At this point reader, I know you are probably wondering why Sophie didn’t up and leave.
Sophie was an emotionally abused woman. Adam was a manipulator who in public, was very kind to her and everyone else, while in private he gaslighted her every chance he got. Her friends and family told her often how lucky she was. Adam made sure she knew he chose her out of many, therefore she owed him a lifetime of servitude.
Everything he did was because he loved her so much and wanted the best for her and their relationship. If he didn’t like her clothes because they were a bit ‘slutty’ it was because he cared about her image. If he isolated her from her friends, it was because he knew they were a bad influence. If he told her off for various misbehaviours, it was because he wanted her to be her best self. And when sometimes his telling offs felt degrading, devaluing, and humiliating it was because of her own insecurities and not his actions.

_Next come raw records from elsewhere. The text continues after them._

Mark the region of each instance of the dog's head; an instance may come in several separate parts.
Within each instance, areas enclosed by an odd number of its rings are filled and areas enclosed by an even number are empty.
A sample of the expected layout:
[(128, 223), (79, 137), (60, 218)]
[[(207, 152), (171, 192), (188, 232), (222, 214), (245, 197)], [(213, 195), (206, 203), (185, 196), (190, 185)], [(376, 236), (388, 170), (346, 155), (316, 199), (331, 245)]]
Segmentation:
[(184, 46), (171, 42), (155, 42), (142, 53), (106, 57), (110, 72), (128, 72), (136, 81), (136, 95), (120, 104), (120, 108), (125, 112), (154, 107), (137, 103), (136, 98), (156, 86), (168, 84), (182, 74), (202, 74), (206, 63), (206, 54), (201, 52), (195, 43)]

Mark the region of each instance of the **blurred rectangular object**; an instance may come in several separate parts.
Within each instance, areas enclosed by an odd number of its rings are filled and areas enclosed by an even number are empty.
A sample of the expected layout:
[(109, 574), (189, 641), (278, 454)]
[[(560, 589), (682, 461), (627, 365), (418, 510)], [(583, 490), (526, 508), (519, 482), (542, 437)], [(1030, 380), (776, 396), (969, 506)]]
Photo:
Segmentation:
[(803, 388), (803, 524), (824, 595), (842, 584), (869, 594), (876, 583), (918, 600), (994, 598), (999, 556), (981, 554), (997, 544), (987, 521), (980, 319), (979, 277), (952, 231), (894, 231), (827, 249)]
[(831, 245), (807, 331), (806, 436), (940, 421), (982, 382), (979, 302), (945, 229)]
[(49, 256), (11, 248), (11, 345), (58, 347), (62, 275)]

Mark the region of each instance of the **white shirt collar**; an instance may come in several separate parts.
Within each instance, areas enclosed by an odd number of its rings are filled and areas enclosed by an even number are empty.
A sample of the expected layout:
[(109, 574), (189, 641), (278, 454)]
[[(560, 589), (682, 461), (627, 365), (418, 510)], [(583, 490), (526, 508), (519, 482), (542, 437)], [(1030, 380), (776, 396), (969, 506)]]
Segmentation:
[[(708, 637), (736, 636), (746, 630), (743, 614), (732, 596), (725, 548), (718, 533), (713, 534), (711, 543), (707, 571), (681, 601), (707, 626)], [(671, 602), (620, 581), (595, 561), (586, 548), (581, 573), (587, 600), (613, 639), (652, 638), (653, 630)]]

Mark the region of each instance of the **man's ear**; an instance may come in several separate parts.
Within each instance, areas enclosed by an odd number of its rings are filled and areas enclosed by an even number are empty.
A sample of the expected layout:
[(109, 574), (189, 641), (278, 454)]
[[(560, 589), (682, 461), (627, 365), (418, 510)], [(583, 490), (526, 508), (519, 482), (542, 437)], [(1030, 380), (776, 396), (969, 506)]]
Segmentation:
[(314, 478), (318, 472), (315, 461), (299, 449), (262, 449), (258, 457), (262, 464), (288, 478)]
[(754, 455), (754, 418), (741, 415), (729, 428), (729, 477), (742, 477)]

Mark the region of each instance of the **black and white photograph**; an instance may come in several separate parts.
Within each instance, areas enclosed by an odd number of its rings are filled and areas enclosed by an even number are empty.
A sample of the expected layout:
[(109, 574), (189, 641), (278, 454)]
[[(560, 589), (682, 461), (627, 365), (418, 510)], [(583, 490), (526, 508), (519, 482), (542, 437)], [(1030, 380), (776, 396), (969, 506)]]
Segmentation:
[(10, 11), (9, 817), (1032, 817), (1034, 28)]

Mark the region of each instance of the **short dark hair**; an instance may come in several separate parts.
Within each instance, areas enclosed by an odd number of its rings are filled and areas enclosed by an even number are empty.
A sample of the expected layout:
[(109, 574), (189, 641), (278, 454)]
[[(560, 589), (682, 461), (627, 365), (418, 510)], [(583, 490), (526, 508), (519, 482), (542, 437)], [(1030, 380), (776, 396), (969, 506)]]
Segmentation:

When she wasn’t up for sex and he was, she was withholding love and he could easily find it elsewhere, so she did whatever she had to do to keep him happy. This is abuse disguised as love and care.
The truth was Sophie loved him deeply and was blind to the abuse. She believed the nagging thoughts in her mind were simply intrusive thoughts because of her own insecurities and fears. Adam was good and with her help, Adam can and will change if she worked harder and promised to be better. It was an exhausting hot and cold, up and down relationship.
Adam had managed to deny Sophie reality to a point where she didn’t and couldn’t trust her own thoughts. Whenever she had enough courage to question things, his responses e.g. “you are so insecure,” or “you are overreacting,” or “you are a drama queen,” or “this is your problem, not mine,” etc, these left her in deeper doubts about herself
This story demonstrates how a person can be gaslighted
A gaslighter can be anyone – family, friend, husband, wife, girl/boyfriend, children, co-workers etc. Almost all gaslighters are narcissists
I know of one sure way (from personal experience) to respond to gaslighting without selling your soul: –
Take deep breaths and speak calmly, then with great confidence and courage, tell them in no uncertain terms that you remember/know things differently, then walk away, do not engage in a debate.